Anyway, I love this site, but I find it fascinating that so much is made of the vanishing of downtown, while the object of longing and desire can still be found elsewhere in Manhattan. I was compelled to comment on the payphone post because where I live, in the 140's between Broadway and Amsterdam, I see people making calls on the phones all the time. While it can't be argued to the contrary that so much of what we love about NY is disappearing at a rapid pace, and that in reality not a single neighborhood is immune, Harlem and Hamilton Heights--at the furthest reaches of the original Commissioner's Plan--retain so much of what many of us on the site pine for. Come up and take a walk around the area and you'll see what I'm talking about...

lauran said...

someone said weave in & out on sidewalk? how can anyone walk & talk on a phone @the same time? i cant. i ducked inside a doorway, when i had to phone someone. its hard to believe that people have SO MUCH important business in their lives. i think most of it it BS. cast your vote.

Jeremiah Moss said...

thanks for getting in on the comments, Alec. your points are well taken. the limitations here are largely due to my own geography. i post about the parts of town i frequent the most, and then do my best to wander farther afield when possible.

Anonymous said...

I think it is important to mention that cell phones did not work on 9/11, but pay phones did.

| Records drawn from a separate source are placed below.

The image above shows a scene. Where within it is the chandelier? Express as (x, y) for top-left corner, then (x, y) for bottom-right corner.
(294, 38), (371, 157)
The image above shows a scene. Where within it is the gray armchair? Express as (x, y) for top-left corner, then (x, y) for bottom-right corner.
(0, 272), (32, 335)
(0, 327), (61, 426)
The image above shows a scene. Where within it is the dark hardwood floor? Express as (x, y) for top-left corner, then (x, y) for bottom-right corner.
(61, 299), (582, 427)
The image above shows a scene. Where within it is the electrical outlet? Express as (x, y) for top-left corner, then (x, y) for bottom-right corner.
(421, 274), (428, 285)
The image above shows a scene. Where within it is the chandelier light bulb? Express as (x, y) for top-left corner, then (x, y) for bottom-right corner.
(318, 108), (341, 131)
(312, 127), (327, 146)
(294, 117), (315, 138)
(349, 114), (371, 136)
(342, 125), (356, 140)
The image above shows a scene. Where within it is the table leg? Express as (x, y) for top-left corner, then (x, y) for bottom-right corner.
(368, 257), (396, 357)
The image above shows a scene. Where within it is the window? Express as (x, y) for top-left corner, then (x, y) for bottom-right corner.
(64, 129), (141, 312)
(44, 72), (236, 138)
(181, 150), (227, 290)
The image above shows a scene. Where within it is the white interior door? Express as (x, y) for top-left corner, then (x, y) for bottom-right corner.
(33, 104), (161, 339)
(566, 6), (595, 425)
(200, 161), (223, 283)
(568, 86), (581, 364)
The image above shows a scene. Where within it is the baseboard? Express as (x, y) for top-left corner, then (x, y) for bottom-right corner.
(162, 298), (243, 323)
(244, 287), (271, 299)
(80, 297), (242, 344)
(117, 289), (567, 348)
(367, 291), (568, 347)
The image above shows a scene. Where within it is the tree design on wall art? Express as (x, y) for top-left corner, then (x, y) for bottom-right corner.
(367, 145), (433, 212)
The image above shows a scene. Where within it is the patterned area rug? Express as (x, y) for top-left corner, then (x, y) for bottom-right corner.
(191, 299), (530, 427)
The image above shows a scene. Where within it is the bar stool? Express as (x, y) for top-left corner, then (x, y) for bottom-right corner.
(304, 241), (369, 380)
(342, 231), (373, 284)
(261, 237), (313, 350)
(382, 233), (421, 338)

James Campbell Taylor said...

@esquared: love that blog!

There's a direct correlation between the phone booth's obsolescence and society's general loss of privacy and discretion. In this age of indiscriminate self-promotion people need their business to be heard and broadcast. Which I think also explains the unnecessary volume with which many conduct their phone conversations (or should that be "monologues"...?).

Katrink said...

Call me old-fashioned, but I still carry around several quarters, stashed in various places in my wallet, purse, and backpack, just in case. I'm still proudly cell-free, more or less (my husband has the simplest possible cell phone in the car in case he gets in an accident).

Katrink said...

Me again. Now you've got me thinking. Best NYC payphone booth movie scene: Mia Farrow in "Rosemary's Baby". Second best (not in NYC): Tipi Hendren in "The Birds".

Anonymous said...

from the way that people have mistreated the payphone over the years (especially bums trying to find money in it, being damaged all the time when you needed it, etc)- even at its height, before the prevalence of the cell phone, it is not worth an ounce of nostalgia.

Anonymous said...

As Goggla said the payphones had lines during the blackout of 03. A couple of times as I was standing in line for the phone a policeman would run up and cut into line for an emergency. It made me worry about our infrastructure then. How bad is it now?

Caleo said...

I disagree with Anon. 4:44 completely.
As someone who has never owned a cell phone and has no intention of owning one, let me say that finding a working payphone is damn near impossible.
I have had to walk many blocks out of my way just to get to a working phone, frequently losing quarters on phones that seem to work but swallow coins and then offer no service.
And to think that they are slowly but surely being eliminated, just reinforces the point that we are actually losing options, not gaining them.

Marty Wombacher said...

@Katrink: That's a great scene from Rosemary's Baby! The worst phone booth scene: All of them from the movie "Phone Booth."

Anonymous said...

I know they are disappearing but I am somewhat surprised at people who say they have trouble finding pay phones. I still see them all over, and yes that is mostly downtown. There are a ton of them along 14th street, I'd say more than are necessary.

79rigid said...

What are you supposed to do if you're locked out of your apt without your cell phone?Beg a business to let you use their phone as I recently found out.

Blayze said...

Used to camp over near that pee phone when my friend rented an apartment there. Good times.

Caleo said...

Anon. 8:39- There are pay phones all over the place, and more than half don't work.
Keeping pay phones functional is not a city priority.